Uma em cada quatro crianças sofria
de desnutrição, que levava a deficiências mentais irreversíveis. Mais de 4
milhões de crianças de 7 a 14 anos estavam fora das salas de aula; de cada 100
que se matriculavam na 1ª série, apenas 18 concluíam o 1º grau. Boa parte
das crianças que abandonavam os estudos via-se obrigada, pela necessidade de sobrevivência, a entrar prematuramente no mercado de trabalho. Mais
de 26% dessas crianças pertenciam a
famílias com renda mensal de até um
quarto do salário mínimo.
Diante desse quadro, em maio daquele ano, o presidente da República,
num discurso pronunciado diante de
todo o ministério, anunciou à nação
que a criança e o adolescente passavam a ser prioridade absoluta do governo. "Em cada criança, em cada menor carente, há de se criar um brasileiro que tenha condições perfeitas para
o exercício da mais autêntica liberdade", afirmou. O presidente também
conclamou "a nação, cada brasileiro, a
engajar-se de corpo e alma na luta pela
criança" e concluiu que o Brasil tinha
de se conscientizar: "Ou se salvam as
crianças ou se perde o país".
Assim, o Estatuto da Criança e do
Adolescente surgiu como uma forma
de garantir e promover a dignidade da
pessoa. Durante esses anos, não se pode negar que o estatuto tem proporcionado, ainda que de forma lenta, uma
mudança de mentalidade na sociedade brasileira, acostumada a se omitir
diante da negligência, da discriminação, da exploração, da violência, da
crueldade e da opressão de que são vítimas crianças e adolescentes.

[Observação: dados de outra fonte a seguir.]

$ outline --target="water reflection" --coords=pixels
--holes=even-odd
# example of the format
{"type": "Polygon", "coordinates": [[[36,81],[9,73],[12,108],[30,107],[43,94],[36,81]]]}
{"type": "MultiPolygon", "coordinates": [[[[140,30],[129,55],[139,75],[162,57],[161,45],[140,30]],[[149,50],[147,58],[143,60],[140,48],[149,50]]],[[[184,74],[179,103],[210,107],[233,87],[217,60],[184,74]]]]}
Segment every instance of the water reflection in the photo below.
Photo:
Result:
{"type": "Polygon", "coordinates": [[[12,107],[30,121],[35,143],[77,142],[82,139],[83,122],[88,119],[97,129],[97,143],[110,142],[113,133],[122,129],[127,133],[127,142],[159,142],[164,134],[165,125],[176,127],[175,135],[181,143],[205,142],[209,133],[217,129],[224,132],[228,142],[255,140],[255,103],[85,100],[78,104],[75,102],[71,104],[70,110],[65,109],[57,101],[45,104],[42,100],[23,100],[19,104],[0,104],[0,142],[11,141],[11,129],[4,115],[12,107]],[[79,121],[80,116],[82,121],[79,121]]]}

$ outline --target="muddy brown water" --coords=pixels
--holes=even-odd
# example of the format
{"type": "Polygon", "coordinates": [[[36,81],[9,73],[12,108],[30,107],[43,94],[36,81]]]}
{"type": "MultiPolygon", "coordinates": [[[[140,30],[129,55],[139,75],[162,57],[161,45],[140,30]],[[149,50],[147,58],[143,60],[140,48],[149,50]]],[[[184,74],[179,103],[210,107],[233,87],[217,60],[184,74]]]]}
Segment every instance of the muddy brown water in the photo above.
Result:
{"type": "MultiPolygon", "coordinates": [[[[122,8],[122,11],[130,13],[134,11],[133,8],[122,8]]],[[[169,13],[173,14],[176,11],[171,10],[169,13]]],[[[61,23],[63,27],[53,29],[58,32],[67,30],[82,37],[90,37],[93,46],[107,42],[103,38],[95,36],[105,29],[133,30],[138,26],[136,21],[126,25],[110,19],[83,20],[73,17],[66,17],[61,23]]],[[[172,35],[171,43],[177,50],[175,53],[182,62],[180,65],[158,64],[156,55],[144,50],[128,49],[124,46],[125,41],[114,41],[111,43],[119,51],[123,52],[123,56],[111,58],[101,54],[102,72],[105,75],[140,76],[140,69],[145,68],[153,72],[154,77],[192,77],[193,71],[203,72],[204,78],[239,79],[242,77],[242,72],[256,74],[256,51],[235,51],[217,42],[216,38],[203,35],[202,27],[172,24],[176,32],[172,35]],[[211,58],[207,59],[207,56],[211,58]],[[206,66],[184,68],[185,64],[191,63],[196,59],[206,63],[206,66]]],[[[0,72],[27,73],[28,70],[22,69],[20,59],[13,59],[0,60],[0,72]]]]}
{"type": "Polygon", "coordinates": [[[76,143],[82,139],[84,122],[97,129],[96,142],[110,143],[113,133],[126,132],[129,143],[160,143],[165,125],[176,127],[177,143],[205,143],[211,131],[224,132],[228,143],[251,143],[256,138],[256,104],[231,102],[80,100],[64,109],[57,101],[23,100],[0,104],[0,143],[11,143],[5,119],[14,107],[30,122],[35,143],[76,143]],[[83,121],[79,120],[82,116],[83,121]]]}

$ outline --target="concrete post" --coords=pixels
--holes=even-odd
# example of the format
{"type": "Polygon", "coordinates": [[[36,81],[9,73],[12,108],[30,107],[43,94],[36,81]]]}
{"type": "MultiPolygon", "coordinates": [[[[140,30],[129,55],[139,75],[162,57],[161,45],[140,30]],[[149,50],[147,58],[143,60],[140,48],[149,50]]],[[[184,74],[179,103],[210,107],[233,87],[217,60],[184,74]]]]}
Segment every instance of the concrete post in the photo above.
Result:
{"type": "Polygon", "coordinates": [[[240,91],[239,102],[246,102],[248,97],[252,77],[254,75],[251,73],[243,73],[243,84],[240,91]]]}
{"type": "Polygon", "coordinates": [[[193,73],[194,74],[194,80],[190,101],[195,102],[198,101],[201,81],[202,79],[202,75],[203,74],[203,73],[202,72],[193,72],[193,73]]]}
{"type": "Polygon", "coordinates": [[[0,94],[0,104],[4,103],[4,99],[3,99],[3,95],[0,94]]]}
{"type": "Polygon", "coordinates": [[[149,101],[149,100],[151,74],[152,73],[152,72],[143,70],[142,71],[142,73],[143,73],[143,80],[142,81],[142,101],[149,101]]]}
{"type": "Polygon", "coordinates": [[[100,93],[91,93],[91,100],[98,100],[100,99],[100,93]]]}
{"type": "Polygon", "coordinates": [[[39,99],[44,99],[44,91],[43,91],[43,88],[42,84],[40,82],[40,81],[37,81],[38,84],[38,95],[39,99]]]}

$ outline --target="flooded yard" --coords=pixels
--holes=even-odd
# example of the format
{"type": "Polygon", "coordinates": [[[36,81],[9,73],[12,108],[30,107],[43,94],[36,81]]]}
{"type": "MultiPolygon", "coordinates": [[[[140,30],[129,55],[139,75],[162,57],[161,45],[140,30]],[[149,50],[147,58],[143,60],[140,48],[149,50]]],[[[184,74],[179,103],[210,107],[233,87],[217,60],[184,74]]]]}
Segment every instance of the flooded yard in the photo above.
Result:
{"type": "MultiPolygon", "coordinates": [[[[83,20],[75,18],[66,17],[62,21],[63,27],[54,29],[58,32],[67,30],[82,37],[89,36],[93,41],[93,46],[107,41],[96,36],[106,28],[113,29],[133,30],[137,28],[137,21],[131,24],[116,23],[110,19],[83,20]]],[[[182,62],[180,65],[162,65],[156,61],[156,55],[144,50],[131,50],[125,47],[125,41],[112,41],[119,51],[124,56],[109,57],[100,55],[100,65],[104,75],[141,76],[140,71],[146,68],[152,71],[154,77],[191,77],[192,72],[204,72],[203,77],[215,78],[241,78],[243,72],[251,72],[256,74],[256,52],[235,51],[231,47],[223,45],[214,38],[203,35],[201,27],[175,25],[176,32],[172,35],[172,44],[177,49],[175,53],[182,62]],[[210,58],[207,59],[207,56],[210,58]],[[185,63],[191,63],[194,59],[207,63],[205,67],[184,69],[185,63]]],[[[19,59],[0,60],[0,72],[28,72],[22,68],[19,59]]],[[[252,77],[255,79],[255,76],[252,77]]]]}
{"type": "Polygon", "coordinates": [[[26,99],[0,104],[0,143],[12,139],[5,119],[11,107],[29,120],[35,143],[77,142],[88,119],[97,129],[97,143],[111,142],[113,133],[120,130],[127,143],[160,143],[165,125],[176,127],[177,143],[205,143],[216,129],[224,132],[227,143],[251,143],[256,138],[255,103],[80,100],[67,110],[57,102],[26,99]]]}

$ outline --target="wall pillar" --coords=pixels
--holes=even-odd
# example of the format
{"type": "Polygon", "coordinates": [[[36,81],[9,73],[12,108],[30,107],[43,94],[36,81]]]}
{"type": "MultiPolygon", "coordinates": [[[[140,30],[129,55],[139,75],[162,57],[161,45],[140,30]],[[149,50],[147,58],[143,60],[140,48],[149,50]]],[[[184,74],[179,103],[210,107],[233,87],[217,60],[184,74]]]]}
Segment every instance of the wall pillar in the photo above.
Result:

Com o advento do estatuto, a política
de atendimento aos direitos da criança
e do adolescente passou a ser realizada
num conjunto articulado de ações governamentais e não-governamentais
no âmbito da União, dos Estados, do
Distrito Federal e dos municípios, por
meio dos conselhos nacional, estaduais e municipais, bem como dos
conselhos tutelares, encarregados pela
sociedade de zelar para que esses direitos sejam cumpridos.
Contudo essa mudança de postura
tem sido lenta e gradual, principalmente no que diz respeito às ações governamentais. Portanto essa triste e
vergonhosa realidade brasileira só será
modificada quando a família, a sociedade e, fundamentalmente, o Poder
Executivo (nas três esferas de governo)
deixarem o discurso e passarem à prática do que pregam. Dessa forma, as
injustiças contra as crianças e os adolescentes serão, certamente, reduzidas
de maneira drástica em todo o país.
Ebenézer Salgado Soares, 43, é promotor de Justiça
da Infância e da Juventude da cidade de São Paulo e
membro da Associação Brasileira de Magistrados e
Promotores da Infância e da Juventude.